Custom Classification Model Builder (java) unable to access training documents. Is the .ocr.json file required for each file in the container for training?

Question

Custom Classification Model Builder (java) unable to access training documents. Is the .ocr.json file required for each file in the container for training?

Michael Wei 0

I am using the sample buildClassifier.java found on GitHub and have uploaded my training documents under separate folders in a container on Azure. I have managed identity enabled, and granted it storage blob data reader permissions, networking is on public access, correctly generated the SAS token and URL and verified it with the browser test, yet when I run the program, I get "Model Training Failure: TrainingContentMissing: Training data is missing: Could not find any training data at the given path" despite the SAS URL being correct. Is this because the files need to be in the .ocr.json form and not .pdf? If so, how do I do that?

1 answer

Your answer

Answer 1

Sina Salam 22,031 Volunteer Moderator

Hello Michael Wei,

Welcome to the Microsoft Q&A and thank you for posting your questions here.

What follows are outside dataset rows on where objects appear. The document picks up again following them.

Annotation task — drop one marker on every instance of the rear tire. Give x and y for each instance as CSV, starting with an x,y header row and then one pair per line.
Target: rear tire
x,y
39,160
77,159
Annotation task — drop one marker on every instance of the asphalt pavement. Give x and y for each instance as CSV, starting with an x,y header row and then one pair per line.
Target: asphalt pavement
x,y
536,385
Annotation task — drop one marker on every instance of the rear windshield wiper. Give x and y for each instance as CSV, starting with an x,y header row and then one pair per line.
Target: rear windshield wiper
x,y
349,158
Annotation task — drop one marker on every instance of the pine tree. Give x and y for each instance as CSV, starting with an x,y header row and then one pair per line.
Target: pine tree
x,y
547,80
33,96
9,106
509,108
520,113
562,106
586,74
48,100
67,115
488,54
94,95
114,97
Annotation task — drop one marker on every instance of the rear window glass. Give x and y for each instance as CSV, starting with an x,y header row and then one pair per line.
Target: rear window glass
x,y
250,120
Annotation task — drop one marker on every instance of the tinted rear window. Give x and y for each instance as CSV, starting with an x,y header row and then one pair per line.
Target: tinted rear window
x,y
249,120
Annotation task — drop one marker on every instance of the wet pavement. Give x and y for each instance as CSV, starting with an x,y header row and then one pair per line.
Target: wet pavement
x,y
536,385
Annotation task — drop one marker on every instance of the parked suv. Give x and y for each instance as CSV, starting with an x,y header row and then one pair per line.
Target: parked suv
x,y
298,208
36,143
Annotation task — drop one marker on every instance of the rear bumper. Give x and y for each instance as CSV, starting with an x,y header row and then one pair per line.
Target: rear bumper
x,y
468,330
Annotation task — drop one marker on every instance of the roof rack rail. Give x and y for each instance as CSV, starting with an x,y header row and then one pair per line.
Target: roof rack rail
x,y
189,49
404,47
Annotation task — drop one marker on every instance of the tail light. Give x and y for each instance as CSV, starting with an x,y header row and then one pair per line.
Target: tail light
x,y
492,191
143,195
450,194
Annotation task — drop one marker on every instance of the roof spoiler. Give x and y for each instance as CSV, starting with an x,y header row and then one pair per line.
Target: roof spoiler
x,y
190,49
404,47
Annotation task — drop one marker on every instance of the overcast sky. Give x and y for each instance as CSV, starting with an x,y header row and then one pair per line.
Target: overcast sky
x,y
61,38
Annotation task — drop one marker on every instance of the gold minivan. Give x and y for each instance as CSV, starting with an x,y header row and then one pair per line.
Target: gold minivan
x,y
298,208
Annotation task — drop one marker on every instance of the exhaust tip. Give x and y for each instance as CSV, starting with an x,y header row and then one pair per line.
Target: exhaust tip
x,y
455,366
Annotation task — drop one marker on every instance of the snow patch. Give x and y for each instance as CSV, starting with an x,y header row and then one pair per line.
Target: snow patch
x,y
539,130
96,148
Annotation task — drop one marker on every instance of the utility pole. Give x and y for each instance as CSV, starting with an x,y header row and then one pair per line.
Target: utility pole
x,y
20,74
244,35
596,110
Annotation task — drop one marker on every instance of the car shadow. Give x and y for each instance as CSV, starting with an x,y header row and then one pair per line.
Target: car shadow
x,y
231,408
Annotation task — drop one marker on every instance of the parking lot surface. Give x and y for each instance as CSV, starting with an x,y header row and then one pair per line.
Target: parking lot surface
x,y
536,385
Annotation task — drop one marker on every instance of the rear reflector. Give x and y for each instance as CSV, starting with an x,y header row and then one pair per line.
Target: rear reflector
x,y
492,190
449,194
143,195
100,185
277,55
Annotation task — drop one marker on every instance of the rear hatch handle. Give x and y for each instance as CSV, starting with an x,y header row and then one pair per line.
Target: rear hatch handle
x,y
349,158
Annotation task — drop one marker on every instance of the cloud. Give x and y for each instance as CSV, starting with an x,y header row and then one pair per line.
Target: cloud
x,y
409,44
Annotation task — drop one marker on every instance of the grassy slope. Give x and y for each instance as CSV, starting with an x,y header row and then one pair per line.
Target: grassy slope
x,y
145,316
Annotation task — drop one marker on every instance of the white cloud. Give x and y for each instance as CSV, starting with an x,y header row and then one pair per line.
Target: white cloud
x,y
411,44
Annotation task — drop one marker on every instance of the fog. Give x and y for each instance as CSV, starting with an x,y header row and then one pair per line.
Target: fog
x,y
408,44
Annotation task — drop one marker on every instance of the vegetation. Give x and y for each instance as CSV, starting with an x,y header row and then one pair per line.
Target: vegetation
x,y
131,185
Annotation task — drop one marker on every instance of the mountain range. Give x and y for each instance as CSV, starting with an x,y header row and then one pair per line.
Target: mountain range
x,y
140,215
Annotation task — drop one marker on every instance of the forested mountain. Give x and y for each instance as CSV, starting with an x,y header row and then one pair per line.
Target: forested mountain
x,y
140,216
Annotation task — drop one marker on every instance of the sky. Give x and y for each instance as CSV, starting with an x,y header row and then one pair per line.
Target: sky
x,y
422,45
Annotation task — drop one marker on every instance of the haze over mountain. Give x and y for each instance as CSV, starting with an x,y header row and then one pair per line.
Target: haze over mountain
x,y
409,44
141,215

I understand that you are attempting to train a custom classification model in Azure Document Intelligence using the Java SDK sample (buildClassifier.java) and you are having error:

"Model Training Failure: TrainingContentMissing: Could not find any training data at the given path."

Yes, the error arises because the Java SDK requires .ocr.json files for each document during custom classification training. These files are not auto-generated, you must either:

Use Form Recognizer Studio to label and export the project (auto-generates .ocr.json).
Or use the prebuilt layout model to analyze your PDFs and save the results manually as .ocr.json files.

If your .pdf file is named invoice1.pdf, you need a invoice1.ocr.json alongside it in the class-labeled folder. Once you add these, the model should train correctly.

You can clarify your file settings:

To train a custom classifier with the Java SDK (like in buildClassifier.java), The folder structure must be:

  container/
  ├── ClassA/
  │   ├── file1.pdf
  │   ├── file1.ocr.json
  ├── ClassB/
  │   ├── file2.pdf
  │   ├── file2.ocr.json

.ocr.json is required for each file.
.labels.json is not required unless doing form labeling.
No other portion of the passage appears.